First, if you did miss the Push to Publish conference, you missed a really great day. There were so many different types of writers and professionals in the field of writing that it was just an amazing day. I learned so much and talked to a lot of great people. I am really excited about the new connections I made because of this conference and I urge everyone who is interested in writing to go to a writer’s conference. Even though I was there from about 8am to about maybe 7pm, it felt like minutes flew by instead of hours. I can’t say enough about how great this day was and you should be ashamed of yourself for missing it.
But enough about that, let’s discuss the open mic. The day was long and filled with back top back information. So, when five o’clock rolled around and people started heading to the exit with a glazed look in their eyes, I wasn’t annoyed. I was a bit tired as well and I didn’t really do all that much, so I could just imagine how tired and full of information people were from the event. However, some people did stay and I am grateful to them (and I would just like to say hey Marc and your wife, thanks so much for staying…oh wait a minute). I read my story and I didn’t die. I may have rushed the story a bit and maybe I wasn’t loud enough, but still, you have to start somewhere, right?

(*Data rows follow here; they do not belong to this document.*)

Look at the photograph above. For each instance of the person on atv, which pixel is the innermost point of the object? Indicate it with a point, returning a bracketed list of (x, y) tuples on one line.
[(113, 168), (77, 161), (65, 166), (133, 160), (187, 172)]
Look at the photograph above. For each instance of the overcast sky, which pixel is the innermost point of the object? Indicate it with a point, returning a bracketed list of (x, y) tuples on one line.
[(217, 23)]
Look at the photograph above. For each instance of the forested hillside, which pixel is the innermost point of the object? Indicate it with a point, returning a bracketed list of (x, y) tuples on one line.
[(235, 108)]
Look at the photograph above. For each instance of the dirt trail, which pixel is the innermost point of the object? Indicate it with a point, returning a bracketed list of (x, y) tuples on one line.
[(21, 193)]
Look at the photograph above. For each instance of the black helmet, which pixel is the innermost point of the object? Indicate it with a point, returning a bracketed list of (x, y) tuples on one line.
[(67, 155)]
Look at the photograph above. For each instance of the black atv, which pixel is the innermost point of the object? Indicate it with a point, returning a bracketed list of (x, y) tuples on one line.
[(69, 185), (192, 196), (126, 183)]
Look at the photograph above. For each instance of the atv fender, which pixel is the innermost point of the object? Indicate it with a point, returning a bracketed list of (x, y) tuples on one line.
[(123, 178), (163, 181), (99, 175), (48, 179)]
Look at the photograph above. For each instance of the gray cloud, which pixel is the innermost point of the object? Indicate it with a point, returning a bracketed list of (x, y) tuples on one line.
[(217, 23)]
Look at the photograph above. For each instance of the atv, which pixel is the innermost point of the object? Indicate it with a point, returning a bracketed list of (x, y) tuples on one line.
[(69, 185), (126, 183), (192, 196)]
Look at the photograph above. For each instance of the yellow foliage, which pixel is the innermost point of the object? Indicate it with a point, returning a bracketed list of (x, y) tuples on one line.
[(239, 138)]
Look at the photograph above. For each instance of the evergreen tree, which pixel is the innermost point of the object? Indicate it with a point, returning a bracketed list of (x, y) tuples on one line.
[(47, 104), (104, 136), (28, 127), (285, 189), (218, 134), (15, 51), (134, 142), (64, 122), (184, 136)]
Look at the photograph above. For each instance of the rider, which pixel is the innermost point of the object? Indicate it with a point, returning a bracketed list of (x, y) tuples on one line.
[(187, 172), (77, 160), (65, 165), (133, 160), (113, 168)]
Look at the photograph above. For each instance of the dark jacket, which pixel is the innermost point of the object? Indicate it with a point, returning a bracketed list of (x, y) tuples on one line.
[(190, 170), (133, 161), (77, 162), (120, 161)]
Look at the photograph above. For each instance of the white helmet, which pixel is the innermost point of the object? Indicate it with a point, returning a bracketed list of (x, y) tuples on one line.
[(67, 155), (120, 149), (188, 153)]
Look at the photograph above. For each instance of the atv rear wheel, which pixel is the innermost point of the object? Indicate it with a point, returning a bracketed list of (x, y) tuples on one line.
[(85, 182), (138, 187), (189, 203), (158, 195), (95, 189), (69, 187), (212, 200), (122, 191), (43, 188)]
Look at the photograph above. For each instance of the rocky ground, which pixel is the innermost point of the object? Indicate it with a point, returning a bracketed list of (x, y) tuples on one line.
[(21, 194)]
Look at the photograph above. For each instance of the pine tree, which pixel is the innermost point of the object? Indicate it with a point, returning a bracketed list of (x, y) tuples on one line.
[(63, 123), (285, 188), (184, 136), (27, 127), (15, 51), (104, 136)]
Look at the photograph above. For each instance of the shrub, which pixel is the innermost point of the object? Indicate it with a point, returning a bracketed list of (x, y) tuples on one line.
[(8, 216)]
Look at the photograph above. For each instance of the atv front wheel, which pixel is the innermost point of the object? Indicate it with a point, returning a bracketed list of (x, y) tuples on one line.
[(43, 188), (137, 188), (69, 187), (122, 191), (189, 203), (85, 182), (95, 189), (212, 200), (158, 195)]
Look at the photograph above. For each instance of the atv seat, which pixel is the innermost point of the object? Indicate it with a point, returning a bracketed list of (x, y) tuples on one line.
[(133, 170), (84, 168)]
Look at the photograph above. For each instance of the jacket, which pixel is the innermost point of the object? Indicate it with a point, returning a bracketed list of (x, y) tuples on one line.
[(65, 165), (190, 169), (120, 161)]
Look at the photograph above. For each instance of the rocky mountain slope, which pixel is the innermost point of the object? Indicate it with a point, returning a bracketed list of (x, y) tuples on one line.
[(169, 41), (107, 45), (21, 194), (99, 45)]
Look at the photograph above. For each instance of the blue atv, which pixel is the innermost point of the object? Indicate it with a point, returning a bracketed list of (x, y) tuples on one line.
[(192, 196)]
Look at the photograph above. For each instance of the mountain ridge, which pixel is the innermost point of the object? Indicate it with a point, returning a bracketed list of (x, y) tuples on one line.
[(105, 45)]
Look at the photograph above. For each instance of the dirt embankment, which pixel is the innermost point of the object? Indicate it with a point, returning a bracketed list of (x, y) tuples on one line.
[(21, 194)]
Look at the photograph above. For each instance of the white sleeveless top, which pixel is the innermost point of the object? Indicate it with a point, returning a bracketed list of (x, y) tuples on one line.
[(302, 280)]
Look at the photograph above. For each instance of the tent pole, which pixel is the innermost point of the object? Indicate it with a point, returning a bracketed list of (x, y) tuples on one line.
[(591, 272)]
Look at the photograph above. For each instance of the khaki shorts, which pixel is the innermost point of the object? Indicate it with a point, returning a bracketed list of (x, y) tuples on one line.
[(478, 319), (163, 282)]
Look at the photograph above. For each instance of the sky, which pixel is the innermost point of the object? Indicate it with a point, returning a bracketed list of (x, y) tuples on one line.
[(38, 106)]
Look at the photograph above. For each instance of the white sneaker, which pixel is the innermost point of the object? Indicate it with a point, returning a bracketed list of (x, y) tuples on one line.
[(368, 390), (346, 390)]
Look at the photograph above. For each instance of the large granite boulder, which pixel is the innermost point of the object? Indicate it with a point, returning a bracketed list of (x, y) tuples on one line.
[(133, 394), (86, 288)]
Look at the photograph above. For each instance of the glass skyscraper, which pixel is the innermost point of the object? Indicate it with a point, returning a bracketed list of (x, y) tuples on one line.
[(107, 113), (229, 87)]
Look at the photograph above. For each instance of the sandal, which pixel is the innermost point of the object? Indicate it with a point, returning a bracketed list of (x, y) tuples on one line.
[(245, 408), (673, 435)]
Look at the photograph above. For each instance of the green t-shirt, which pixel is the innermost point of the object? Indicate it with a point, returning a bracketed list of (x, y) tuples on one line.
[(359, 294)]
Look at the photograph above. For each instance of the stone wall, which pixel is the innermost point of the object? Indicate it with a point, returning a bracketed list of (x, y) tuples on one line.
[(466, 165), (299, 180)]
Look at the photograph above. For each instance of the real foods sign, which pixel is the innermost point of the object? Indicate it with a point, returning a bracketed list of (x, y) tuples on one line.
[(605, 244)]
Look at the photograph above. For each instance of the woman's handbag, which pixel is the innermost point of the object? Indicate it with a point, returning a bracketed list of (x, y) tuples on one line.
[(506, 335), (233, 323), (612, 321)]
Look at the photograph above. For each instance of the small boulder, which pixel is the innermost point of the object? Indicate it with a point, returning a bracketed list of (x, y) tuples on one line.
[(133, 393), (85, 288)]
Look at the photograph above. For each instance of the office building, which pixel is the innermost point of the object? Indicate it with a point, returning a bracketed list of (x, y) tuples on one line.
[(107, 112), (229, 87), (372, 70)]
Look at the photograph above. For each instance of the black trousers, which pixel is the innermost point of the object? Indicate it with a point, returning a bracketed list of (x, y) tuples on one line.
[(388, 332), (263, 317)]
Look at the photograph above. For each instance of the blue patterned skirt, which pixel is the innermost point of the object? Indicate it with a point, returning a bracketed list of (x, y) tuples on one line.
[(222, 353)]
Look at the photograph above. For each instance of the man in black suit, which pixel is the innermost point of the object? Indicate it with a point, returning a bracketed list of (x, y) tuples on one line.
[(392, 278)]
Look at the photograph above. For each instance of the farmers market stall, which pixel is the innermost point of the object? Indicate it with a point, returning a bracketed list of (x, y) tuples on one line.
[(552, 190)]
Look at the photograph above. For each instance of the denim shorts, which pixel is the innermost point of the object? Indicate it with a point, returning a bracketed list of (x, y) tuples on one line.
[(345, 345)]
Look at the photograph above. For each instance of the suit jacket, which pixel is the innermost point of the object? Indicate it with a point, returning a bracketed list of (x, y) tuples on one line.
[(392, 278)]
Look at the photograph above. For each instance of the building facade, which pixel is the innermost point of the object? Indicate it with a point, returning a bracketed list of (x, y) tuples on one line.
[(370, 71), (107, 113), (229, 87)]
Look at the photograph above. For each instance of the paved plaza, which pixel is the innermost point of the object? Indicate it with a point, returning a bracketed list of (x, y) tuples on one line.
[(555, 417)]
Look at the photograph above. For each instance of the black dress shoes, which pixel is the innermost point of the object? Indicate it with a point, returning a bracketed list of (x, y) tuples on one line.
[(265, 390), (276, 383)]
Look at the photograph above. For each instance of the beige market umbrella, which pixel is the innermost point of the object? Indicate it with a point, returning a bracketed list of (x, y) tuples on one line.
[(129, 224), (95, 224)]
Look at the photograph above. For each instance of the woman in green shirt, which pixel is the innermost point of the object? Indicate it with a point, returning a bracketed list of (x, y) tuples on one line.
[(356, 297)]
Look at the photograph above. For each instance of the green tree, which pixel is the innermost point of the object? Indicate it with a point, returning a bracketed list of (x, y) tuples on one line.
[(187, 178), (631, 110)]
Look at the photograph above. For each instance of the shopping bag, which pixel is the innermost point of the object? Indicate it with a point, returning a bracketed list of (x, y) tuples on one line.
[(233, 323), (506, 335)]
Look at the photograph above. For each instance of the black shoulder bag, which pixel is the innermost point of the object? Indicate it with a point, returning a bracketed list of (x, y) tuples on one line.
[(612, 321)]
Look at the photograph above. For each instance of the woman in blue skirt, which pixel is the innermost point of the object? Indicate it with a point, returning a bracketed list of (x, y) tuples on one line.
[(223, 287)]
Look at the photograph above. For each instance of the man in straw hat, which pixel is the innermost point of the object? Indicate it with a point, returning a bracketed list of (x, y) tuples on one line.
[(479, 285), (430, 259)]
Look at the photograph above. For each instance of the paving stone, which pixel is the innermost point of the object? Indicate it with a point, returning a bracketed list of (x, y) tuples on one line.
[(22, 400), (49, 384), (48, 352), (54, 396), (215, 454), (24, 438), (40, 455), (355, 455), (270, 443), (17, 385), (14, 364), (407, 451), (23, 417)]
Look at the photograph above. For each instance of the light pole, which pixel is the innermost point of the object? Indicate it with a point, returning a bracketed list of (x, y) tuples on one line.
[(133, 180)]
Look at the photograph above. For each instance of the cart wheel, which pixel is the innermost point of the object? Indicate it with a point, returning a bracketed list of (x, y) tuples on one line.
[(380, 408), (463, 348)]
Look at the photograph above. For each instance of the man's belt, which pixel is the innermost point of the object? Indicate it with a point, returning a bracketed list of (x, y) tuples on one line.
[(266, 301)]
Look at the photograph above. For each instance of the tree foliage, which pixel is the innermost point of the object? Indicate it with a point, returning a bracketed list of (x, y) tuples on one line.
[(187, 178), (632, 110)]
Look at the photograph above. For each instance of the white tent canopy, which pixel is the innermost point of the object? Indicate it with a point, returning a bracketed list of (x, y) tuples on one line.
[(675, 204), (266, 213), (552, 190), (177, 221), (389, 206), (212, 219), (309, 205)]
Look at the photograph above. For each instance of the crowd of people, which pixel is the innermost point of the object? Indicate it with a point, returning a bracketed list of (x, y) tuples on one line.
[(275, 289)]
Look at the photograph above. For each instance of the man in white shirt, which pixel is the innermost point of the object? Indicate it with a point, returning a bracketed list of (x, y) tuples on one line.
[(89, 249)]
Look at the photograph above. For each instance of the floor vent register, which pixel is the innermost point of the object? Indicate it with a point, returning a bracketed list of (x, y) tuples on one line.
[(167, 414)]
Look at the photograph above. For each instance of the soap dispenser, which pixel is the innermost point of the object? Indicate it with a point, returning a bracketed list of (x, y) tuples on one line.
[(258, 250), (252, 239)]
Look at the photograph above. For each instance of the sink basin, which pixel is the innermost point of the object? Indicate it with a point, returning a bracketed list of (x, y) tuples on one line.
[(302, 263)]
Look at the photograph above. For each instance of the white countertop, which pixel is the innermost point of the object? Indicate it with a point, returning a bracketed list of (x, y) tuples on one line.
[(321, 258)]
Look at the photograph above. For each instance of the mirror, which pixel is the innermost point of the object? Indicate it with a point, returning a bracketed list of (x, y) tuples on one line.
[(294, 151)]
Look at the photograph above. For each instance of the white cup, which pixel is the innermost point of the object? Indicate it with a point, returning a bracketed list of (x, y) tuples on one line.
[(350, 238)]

What I learned from this open mic experience is this: as prepared as you are, you can’t predict the outcome. I read my story and it will be going through another rewrite. I found two things I didn’t like as I was reading it. An open mic is a great way to test your material out. It’s another avenue to see if that joke was funny or if that subplot works or not. People are very supportive at an open mic, so it is comfortable and safe place to try new material out.
I really enjoyed listening to the other people share their work and I was thrilled that they had enough guts to grab the mic and read their creations to an audience. If you are looking for yet another way to improve your written work, I suggest you find the local open mics and grab your own gut.
Sure, no editor came after me when I was done reading and was demanding my story for his or her publication, but I got a chance to read my story and see that it still could use some work. Just like with everything in life, you never know what you will learn from an experience.